Other reviews have reiterated the same concerns.
“[Lee] Hall’s script mildly pokes fun at courtly pomposity, while eventually treating the relationship between Victoria and Karim as a balanced friendship—when surely the truth was more difficult,” wrote Dave Calhoun for TimeOut London. “It’s pretty obvious where the power lies here, yet most of the complexities are sidelined…This is kid-gloves historical storytelling.
“…[T]he central relationship in ‘Victoria & Abdul’ never pretends to be one of equals,” wrote Owen Gleiberman for Variety. “Abdul, as a man, remains dutiful, devoted, saintly, obsequious, servile. Maybe that’s accurate, maybe not, but in a mainstream middlebrow drama coming out in 2017, it gives one a bit of pause, because it reinforces a point-of-view toward the British colonization of India that comes off as myopic, and, frankly, a little too old-fashioned for comfort.”
If there’s any reason for me to watch this film, it’d only be to support Fazal in the hopes that my watching the film would keep Hollywood interested in him and could eventually propel him to other American films. Fazal has already starred in Furious 7, which has cemented him as an international star, but a film like Victoria and Abdul could push him even further in the stratosphere. Fazal himelf seems to agree.

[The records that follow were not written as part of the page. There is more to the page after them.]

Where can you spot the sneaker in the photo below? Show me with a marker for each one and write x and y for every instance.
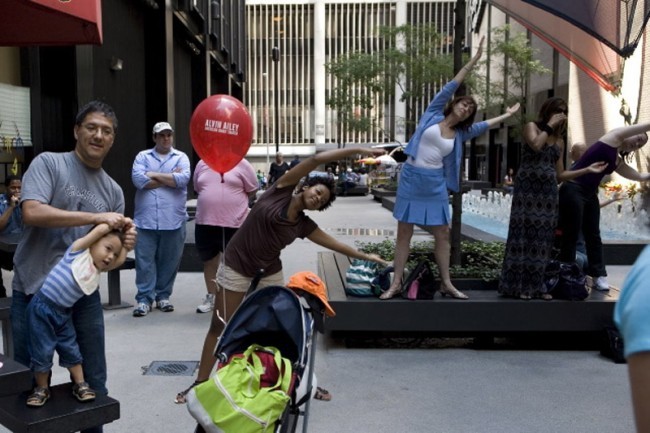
(82, 392)
(142, 310)
(207, 305)
(165, 306)
(601, 284)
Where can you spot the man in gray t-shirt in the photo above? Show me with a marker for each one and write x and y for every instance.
(63, 196)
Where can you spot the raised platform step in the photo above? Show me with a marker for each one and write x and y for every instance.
(484, 312)
(62, 412)
(14, 377)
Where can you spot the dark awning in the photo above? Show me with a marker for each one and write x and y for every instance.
(50, 22)
(617, 24)
(590, 54)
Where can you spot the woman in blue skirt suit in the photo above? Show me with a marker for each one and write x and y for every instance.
(433, 166)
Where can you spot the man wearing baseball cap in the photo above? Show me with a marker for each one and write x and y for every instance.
(160, 175)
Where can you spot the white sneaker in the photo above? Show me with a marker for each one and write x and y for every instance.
(207, 305)
(601, 284)
(141, 310)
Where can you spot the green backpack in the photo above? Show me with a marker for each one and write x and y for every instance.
(234, 399)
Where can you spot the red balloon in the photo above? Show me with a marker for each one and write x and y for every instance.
(221, 131)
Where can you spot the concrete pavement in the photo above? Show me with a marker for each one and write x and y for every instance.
(451, 388)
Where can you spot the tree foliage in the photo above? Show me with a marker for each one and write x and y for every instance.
(411, 59)
(514, 58)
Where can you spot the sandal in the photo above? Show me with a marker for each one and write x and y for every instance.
(452, 292)
(38, 397)
(322, 394)
(391, 292)
(181, 397)
(83, 392)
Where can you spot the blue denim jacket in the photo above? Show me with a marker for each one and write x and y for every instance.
(433, 115)
(160, 208)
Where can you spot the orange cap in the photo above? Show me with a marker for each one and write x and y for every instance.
(311, 283)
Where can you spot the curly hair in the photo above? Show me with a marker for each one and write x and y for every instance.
(628, 156)
(327, 182)
(550, 107)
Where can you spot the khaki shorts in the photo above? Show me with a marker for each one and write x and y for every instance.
(236, 282)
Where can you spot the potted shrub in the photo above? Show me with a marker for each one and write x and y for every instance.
(480, 261)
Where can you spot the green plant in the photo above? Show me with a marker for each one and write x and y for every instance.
(479, 259)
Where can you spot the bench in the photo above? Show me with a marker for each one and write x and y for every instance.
(62, 413)
(355, 190)
(484, 312)
(114, 286)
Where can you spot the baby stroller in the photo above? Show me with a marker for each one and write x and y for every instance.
(285, 319)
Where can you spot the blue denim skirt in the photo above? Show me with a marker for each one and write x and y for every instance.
(422, 197)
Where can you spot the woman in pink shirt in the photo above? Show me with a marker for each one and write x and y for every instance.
(221, 207)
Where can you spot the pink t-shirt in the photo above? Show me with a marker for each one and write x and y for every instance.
(223, 204)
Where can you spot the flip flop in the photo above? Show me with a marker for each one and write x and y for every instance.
(322, 394)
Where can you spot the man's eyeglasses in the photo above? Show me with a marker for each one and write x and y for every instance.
(92, 129)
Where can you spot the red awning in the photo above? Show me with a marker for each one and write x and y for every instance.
(594, 57)
(50, 22)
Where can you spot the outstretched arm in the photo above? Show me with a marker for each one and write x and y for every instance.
(91, 237)
(324, 240)
(616, 136)
(629, 173)
(460, 75)
(293, 176)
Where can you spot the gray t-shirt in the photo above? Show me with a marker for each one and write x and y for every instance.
(62, 181)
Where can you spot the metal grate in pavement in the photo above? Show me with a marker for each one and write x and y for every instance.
(170, 368)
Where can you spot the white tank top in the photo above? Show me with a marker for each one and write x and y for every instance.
(433, 148)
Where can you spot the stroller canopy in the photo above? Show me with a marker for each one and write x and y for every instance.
(271, 316)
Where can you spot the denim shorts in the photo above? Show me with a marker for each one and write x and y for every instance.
(55, 330)
(232, 280)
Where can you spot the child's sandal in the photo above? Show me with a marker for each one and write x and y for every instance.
(38, 397)
(83, 392)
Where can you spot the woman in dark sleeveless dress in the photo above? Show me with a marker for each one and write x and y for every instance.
(534, 212)
(579, 206)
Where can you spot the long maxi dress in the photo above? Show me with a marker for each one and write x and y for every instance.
(533, 220)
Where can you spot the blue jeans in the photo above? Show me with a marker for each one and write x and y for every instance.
(157, 256)
(53, 325)
(88, 319)
(580, 214)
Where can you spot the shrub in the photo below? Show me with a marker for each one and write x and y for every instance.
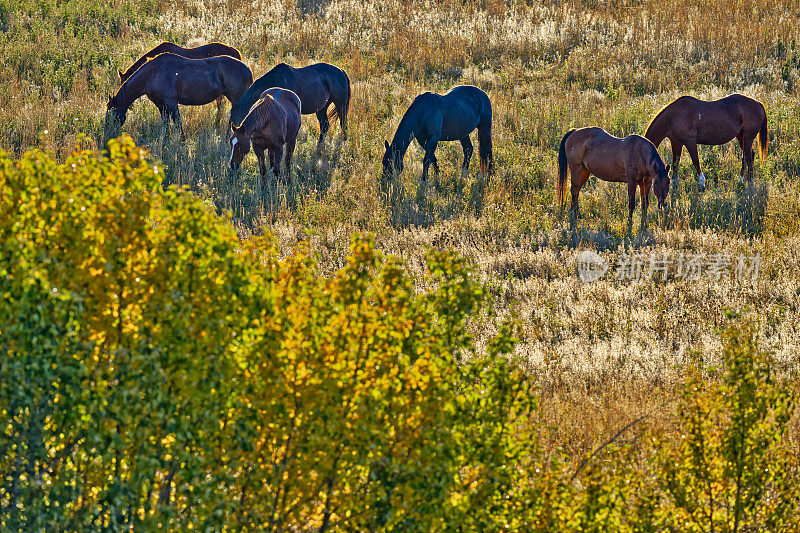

“I definitely feel they [Hollywood] have an eye and they have a democratic eye for talent. We’re making some great stuff here as well,” said Fazal to News18.com. “I speak for a lot of Indian actors—the new actors and the actors who have been there and doing their job and who [are] far better than so many others, that yes, Hollywood is opening up and globalizing.”
“I’m not giving them credit because they were closed up for a long time themselves but I think now because they follow protocols, they know they can’t mess with stuff. They can’t have a blonde play a Chinese woman! James Bond today can be a black person playing or a person of any colour playing. They’ve become open to that world.
What would be great if there could be a film exploring the life of Abdul as a person instead of the role he played in Queen Victoria’s life, as if he’s a talking object. However, maybe Victoria and Abdul is the launching pad for Fazal in a number of exciting roles, such as James Bond, a Star Wars Jedi, or anyone else that has been relegated to white Hollywood. So it goes.
Victoria and Abdul will be in theaters in NY and LA September 22, and will expand to more theaters September 29 and October 2.